Stochastic gates for covariate selection in population pharmacokinetics modelling
Stochastic gates for covariate selection in population pharmacokinetics modelling
Kekic, M.; Stepanov, O.; Wang, W.; Richardson, S.; Olabode, D.; Traynor, C.; Dearden, R.; Zhou, D.; Tang, W.; Gibbs, M.; Nowojewski, A.
AbstractCovariate selection in population pharmacokinetics modelling is essential for understanding interindividual variability in drug response and optimizing dosing. Traditional stepwise covariate modelling is often time-consuming, compared to the new machine learning alternatives. This study investigates the use of Neural Networks with Stochastic Gates for automated covariate selection, aiming to efficiently identify relevant covariates while penalizing excessive covariate inclusion.
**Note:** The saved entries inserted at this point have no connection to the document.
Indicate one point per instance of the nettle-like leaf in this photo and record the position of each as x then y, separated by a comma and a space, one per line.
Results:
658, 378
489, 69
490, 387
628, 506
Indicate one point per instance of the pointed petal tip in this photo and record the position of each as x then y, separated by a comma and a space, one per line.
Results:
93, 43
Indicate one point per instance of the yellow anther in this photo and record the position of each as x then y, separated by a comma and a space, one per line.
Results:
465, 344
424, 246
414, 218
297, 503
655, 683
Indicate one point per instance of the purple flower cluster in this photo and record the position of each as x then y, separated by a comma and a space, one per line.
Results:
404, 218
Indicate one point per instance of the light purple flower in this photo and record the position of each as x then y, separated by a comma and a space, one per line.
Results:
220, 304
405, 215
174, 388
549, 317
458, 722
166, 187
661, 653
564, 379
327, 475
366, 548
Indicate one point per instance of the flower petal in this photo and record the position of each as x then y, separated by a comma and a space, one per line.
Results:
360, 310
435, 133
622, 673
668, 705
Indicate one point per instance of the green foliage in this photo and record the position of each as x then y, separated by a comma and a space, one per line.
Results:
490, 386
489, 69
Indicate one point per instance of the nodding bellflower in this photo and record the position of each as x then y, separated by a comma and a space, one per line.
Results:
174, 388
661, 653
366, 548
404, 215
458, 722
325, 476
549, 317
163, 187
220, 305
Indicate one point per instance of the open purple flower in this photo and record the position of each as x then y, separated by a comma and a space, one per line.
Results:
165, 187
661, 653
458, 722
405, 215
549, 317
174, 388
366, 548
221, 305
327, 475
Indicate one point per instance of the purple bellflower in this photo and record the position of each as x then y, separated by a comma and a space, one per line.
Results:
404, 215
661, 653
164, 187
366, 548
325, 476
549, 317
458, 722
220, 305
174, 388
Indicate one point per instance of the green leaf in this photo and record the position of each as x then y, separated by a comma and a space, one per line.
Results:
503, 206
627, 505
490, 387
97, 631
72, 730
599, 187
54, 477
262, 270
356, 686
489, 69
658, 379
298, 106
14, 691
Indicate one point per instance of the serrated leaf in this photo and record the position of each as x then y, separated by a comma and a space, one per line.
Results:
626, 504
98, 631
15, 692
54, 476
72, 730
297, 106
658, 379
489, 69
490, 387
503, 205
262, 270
On various synthetic datasets the approach demonstrated robustness in detecting important covariates, overcoming challenges such as high correlations, low covariate frequencies, high interindividual variability and complex covariate dependencies. In real clinical data from a monalizumab study, the method successfully identified covariates that matched those found by experts. However, for tixagevimab/cilgavimab, it identified a superset of covariates, indicating a potential need for further pruning. This machine learning-based method enhances the covariate pre-selection process in population pharmacokinetics model development, offering significant time savings and improving efficiency even under challenging scenarios.